The bartender interrupted then, muttering, “More of this bollocks . . .” They all quieted to listen to the curiously electronic voice of the announcer at the Pacific Storm Prediction Centre. Brian was a TV newsman—something of a celebrity in Brisbane—and the barkeep pulled another ale for Brian and asked why everyone got a big stiffie over every tropical depression when they came to nothing.
“It should be called the Watching Tropical Storms Happen Centre,” Brian told the bartender. “Not the Prediction Centre. They’ve never predicted a single damn storm.” He sipped his ale. “The tide came way in tonight, though, farther than I’ve ever seen it here.”

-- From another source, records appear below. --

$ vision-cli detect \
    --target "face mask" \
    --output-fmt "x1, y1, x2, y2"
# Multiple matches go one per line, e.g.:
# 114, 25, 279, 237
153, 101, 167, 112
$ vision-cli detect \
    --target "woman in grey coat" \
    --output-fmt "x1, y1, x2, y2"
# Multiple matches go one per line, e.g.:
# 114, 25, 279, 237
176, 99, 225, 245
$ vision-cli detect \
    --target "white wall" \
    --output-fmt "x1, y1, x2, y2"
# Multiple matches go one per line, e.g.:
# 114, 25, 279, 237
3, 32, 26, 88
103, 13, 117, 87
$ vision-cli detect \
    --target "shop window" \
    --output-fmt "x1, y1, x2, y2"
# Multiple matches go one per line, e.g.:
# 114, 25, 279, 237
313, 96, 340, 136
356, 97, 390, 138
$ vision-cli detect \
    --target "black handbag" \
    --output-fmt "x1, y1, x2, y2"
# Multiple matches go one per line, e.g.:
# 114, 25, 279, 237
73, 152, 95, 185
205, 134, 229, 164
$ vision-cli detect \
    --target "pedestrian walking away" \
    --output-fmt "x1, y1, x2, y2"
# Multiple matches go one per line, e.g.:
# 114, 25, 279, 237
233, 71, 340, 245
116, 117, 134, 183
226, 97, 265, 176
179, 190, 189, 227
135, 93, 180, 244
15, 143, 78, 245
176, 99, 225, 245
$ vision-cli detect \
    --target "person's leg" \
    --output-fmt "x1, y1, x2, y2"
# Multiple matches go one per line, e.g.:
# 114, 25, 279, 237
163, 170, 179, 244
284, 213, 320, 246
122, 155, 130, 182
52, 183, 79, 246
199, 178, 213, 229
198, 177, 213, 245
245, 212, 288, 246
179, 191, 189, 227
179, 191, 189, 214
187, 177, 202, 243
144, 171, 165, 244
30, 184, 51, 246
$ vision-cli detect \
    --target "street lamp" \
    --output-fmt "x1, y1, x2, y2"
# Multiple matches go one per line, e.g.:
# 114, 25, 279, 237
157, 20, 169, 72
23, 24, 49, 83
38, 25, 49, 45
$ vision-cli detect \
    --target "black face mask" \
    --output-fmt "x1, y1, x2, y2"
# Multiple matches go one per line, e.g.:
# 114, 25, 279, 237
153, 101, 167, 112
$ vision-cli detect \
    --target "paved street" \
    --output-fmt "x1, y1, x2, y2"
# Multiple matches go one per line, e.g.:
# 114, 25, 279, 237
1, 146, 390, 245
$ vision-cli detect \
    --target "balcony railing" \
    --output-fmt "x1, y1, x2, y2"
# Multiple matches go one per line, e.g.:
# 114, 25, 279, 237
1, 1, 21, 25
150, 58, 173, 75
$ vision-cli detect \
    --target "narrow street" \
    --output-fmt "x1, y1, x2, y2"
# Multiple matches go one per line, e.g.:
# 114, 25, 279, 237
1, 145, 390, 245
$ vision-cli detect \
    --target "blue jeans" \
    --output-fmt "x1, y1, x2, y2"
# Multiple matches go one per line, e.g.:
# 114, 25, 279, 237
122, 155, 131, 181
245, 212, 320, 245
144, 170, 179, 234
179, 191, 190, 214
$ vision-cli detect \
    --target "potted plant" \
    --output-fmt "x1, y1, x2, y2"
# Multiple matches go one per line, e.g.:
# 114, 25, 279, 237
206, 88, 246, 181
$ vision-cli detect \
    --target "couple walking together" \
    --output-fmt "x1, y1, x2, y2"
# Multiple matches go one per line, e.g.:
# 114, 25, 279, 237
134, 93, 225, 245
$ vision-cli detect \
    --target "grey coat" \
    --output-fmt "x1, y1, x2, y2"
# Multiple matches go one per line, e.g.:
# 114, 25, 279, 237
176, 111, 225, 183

“It does that when someone farts in Japan,” said the barkeep, and Frank remembered laughing. Laughing! But then, anyone might have laughed. Whoever really believed that the thing you feared most would come to pass? Last night, the barkeep had been getting ready to close when Frank got up to make his call. As Brian rummaged for some bills in his pocket, the bartender had said, “No, no. These rounds are on us, lads. Drink up. I’ve managed to miss midnight Mass, so I’m happy, but my bride was already plenty pissed I had to work on Christmas Eve. She said the grandkids were desolate. But I think it’s she who’s desolate because my daughter and her fiancé, two kids and they’ve finally got engaged, if you please, they went out pubbing.”
That man must be dead now, floating open-eyed like a figure in an old Alice in Wonderland woodcut, white on gray, with lamps and teacups and tables and chairs and spoons swirling around him. It seemed untrue. Families stumbled into the station house all the time—into the hospital, into the morgue—pleading proximity. He can’t be dead. I just saw him tonight at the bowling alley . . . and Frank understood the audacity of fate’s disregard for logical progression.